The light green leaves of chervil resemble parsley leaves. They have a strong scent and a refined, slightly sweetish and delicate taste, reminiscent of anise.

Mainly grown in Germany, Denmark and Norway, chervil is used both as a seasoning and a leafy vegetable. It is added to soups, salads, sauces and vegetable gratins. Pureed soup is also made from the leaves.

Another variety of chervil is the sweet sicely (Myrrhis odorata). Otherwise similar to chervil, sweet cicely has bigger and rougher leaves.

Savory
(Satureja hortensis)

Savory

There are two varieties of savory, the more commonly used summer savory (Satureja hortensis) and the winter savory (Satureja montana).

Savory has a slightly peppery, strong taste, resembling somewhat mint and thyme. It is used to flavour liver, blood, vegetable and cabbage dishes, sausages and pulses. Winter savory is mostly used to flavour ewes' and goats' milk cheeses.

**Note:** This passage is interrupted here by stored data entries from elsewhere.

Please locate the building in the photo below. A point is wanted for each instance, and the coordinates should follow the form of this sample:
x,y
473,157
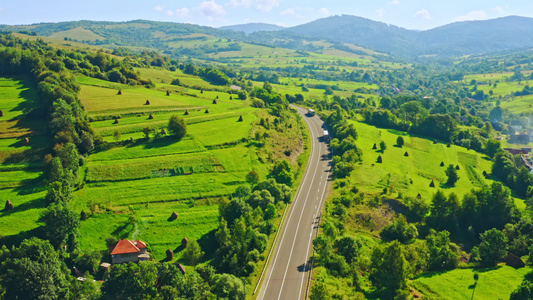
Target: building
x,y
129,251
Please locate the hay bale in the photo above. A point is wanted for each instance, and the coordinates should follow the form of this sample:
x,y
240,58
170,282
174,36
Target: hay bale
x,y
173,216
9,205
170,255
182,269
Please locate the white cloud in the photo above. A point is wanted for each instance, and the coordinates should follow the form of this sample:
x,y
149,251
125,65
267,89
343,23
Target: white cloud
x,y
211,9
423,14
266,5
380,12
499,10
324,12
182,13
289,12
237,3
473,15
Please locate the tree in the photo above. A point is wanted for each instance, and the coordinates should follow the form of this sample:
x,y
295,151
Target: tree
x,y
131,281
451,172
34,270
252,177
493,247
389,269
61,225
177,127
443,255
193,253
399,141
382,146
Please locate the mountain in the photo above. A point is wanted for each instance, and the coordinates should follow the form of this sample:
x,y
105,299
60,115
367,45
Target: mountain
x,y
252,27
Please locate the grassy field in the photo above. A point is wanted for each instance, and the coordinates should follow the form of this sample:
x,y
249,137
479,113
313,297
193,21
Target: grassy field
x,y
20,163
410,175
132,189
494,283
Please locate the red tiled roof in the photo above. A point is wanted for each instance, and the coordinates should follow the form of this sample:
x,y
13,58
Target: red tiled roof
x,y
125,246
140,244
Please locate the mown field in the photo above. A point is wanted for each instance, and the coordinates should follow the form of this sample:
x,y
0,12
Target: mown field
x,y
493,283
132,189
21,164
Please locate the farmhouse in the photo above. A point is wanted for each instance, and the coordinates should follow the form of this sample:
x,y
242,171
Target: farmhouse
x,y
129,251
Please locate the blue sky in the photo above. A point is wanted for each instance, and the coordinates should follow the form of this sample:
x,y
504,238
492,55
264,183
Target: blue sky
x,y
411,14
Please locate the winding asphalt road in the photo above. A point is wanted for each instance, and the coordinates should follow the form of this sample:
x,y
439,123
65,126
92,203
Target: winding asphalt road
x,y
290,265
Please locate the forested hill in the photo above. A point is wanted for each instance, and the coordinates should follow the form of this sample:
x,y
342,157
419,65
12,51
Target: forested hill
x,y
456,39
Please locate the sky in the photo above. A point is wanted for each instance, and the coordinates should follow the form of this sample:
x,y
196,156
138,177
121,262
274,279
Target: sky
x,y
410,14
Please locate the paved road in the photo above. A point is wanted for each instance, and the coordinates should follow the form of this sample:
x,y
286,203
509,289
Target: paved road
x,y
288,272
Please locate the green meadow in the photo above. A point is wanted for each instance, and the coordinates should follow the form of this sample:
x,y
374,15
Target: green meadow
x,y
132,188
410,175
20,163
493,283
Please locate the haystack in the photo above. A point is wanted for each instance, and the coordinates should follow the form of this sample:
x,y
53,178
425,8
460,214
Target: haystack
x,y
170,255
9,205
173,216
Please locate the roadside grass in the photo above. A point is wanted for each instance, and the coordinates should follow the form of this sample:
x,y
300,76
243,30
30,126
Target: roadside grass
x,y
413,174
493,283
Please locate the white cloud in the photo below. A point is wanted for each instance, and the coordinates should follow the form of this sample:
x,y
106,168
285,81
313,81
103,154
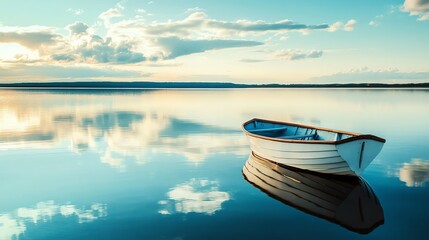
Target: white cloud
x,y
350,25
417,8
176,47
365,75
77,11
194,9
109,14
13,224
374,23
141,10
298,54
77,28
32,37
131,41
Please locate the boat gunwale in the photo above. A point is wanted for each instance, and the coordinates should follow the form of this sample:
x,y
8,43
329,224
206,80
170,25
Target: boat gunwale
x,y
355,136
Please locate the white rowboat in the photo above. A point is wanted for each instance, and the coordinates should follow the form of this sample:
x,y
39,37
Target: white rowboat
x,y
347,201
312,148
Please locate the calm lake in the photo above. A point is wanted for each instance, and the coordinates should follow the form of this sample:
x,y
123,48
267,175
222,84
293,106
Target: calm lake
x,y
167,164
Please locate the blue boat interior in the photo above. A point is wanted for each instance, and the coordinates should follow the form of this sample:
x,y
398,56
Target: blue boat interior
x,y
285,131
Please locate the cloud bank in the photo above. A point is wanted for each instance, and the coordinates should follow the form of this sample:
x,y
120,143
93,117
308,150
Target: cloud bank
x,y
417,8
131,41
366,75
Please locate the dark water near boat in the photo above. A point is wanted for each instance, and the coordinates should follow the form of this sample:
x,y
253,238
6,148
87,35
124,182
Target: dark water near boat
x,y
167,164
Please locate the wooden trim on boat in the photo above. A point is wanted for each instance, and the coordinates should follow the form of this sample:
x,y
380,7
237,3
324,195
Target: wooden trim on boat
x,y
355,136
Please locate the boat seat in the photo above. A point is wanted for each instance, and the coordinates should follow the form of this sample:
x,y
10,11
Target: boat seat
x,y
298,136
267,129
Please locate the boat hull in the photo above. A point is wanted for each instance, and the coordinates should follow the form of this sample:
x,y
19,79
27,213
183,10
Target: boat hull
x,y
348,158
347,201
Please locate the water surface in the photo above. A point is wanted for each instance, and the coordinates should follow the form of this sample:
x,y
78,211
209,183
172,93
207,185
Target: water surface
x,y
167,164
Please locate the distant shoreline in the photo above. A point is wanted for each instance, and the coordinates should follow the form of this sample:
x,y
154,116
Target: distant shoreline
x,y
197,85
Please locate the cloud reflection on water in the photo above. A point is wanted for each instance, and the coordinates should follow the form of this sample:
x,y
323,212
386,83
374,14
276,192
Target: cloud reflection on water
x,y
194,196
415,173
15,223
116,135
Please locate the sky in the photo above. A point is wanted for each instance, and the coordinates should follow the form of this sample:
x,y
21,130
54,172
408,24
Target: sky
x,y
241,41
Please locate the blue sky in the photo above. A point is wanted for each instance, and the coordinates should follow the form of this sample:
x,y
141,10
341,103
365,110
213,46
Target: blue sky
x,y
235,41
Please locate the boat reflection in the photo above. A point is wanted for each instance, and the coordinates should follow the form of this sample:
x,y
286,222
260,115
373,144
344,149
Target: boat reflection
x,y
347,201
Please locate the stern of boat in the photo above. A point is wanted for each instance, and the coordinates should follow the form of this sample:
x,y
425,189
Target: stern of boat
x,y
359,153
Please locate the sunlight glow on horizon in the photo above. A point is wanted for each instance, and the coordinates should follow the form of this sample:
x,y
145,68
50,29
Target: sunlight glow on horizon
x,y
196,41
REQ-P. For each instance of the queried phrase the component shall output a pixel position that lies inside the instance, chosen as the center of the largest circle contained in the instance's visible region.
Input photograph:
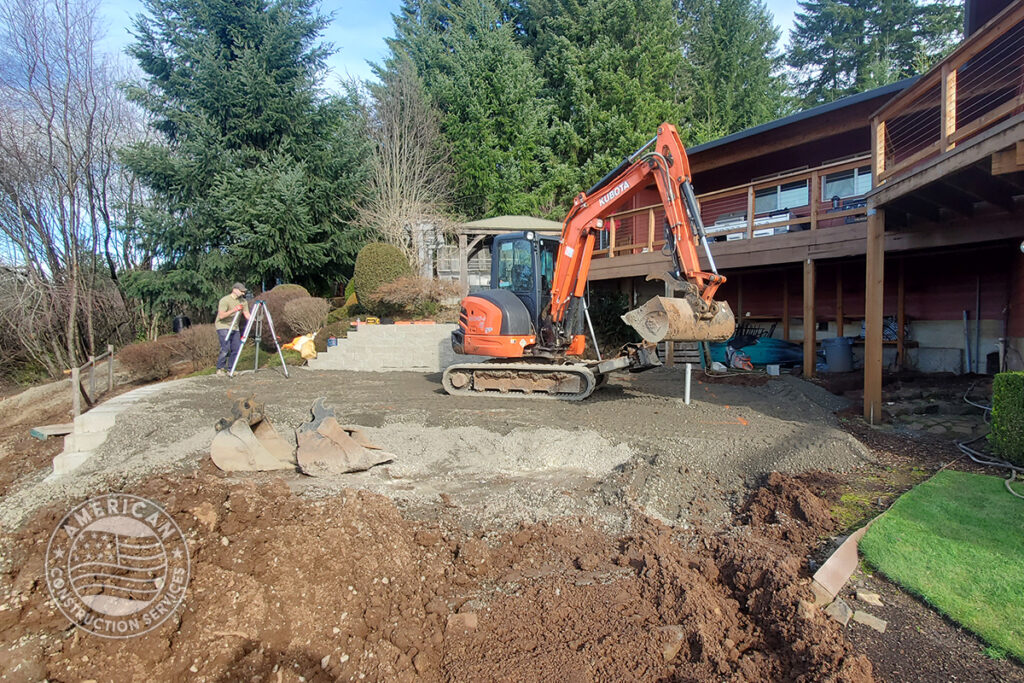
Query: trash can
(839, 354)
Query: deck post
(873, 288)
(810, 338)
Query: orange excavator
(531, 323)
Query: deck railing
(734, 211)
(978, 85)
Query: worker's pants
(229, 342)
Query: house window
(790, 196)
(853, 182)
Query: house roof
(886, 90)
(512, 223)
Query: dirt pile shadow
(341, 587)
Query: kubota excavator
(530, 324)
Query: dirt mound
(785, 509)
(345, 587)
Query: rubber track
(540, 369)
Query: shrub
(200, 345)
(419, 296)
(377, 264)
(306, 315)
(147, 360)
(275, 300)
(1007, 435)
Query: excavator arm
(696, 316)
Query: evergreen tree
(254, 172)
(732, 67)
(840, 47)
(487, 91)
(612, 70)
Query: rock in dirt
(840, 611)
(869, 598)
(869, 621)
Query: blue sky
(357, 30)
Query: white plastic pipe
(687, 393)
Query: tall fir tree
(732, 67)
(612, 70)
(487, 91)
(254, 170)
(840, 47)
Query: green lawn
(957, 542)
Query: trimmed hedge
(377, 264)
(1007, 435)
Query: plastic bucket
(839, 354)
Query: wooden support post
(110, 367)
(785, 305)
(750, 212)
(948, 105)
(900, 317)
(650, 229)
(76, 393)
(878, 151)
(873, 288)
(810, 325)
(815, 195)
(739, 297)
(840, 319)
(464, 264)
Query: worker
(228, 331)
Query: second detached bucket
(839, 353)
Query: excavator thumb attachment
(326, 447)
(665, 318)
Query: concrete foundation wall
(393, 347)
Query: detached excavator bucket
(248, 442)
(665, 318)
(240, 449)
(326, 447)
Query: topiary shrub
(377, 264)
(417, 296)
(200, 345)
(1007, 434)
(306, 315)
(147, 360)
(275, 300)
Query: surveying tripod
(256, 315)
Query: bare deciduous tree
(410, 193)
(65, 200)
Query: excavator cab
(523, 263)
(502, 322)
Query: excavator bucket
(240, 449)
(665, 318)
(248, 442)
(327, 447)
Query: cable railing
(978, 85)
(824, 197)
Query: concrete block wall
(381, 348)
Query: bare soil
(629, 537)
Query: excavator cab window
(515, 265)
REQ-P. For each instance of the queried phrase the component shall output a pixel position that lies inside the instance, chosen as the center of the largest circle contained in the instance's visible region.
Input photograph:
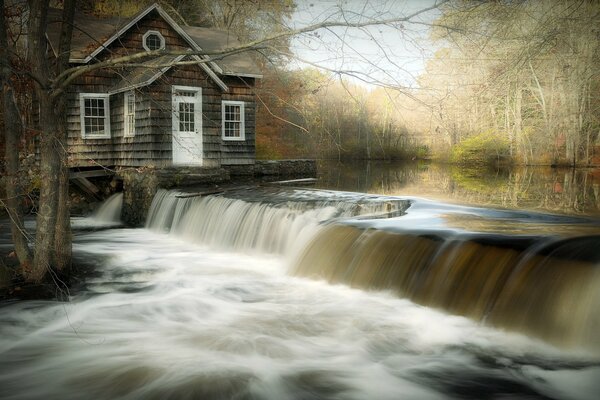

In former times, savory was used as a cheaper substitute for pepper.


Mint
(Mentha spp.)

Mint

Of the many mint species, the two among the most popular are the strong tasting peppermint (Mentha piperita) and the spearmint (Mentha spicata).

Mint is used to flavour a multitude of savoury and sweet dishes, jellies, confections and beverages.

Lemon balm
(Melissa officinalis)

Lemon balm

Lemon balm has a slight scent and flavour of lemon. Much like mint, lemon balm leaves are used to flavour both savoury and sweet dishes and beverages.

Lemon balm is suited to flavour pungent dishes, like Asian curries and sauces. It can be used in salads, fish dishes, fruit salads, ice creams, sorbets, milk shakes, iced teas, etc.


Bay leaf
(Laurus nobilis)

Fresh bay leaves

Leaves of the sweet bay tree are used fresh (in picture above) or dried (in picture below) as flavouring, especially in simmered dishes.

Dried bay leaves

In Finland, bay leaves are mostly used dried to flavour bouillons, soups, stews, casseroles and various fish and vegetable pickles.

Dried bay leaves give stronger flavour than fresh ones. Increase the amount of bay leaves in a recipe, if you are replacing dried leaves with fresh ones.

Nettle
(Urtica dioica)

Nettle shoots

Nettle can be used in cooking much in the same way as spinach. Compared to spinach, nettle is even richer in iron and contains the same amount of vitamins A and C.

Young nettle shoots

Young nettles (in picture above) are picked in early summer while their stems are still soft. Nettles have stinging hairs, which in contact with skin release irritating liquid, developing a temporary itching rash. Older nettles are more irritating, so protective gloves should be used when picking them. Cooking renders nettles non-irritating and safe to consume. It should be noted though, that nettles, especially those growing beside compost piles etc, may contain a high level of dangerous nitrates.

In Finland, young nettle is usually eaten braised, mixed in crêpe or bread batters or made into creamy soup. It may also be used to stuff oven-baked fish and omelettes.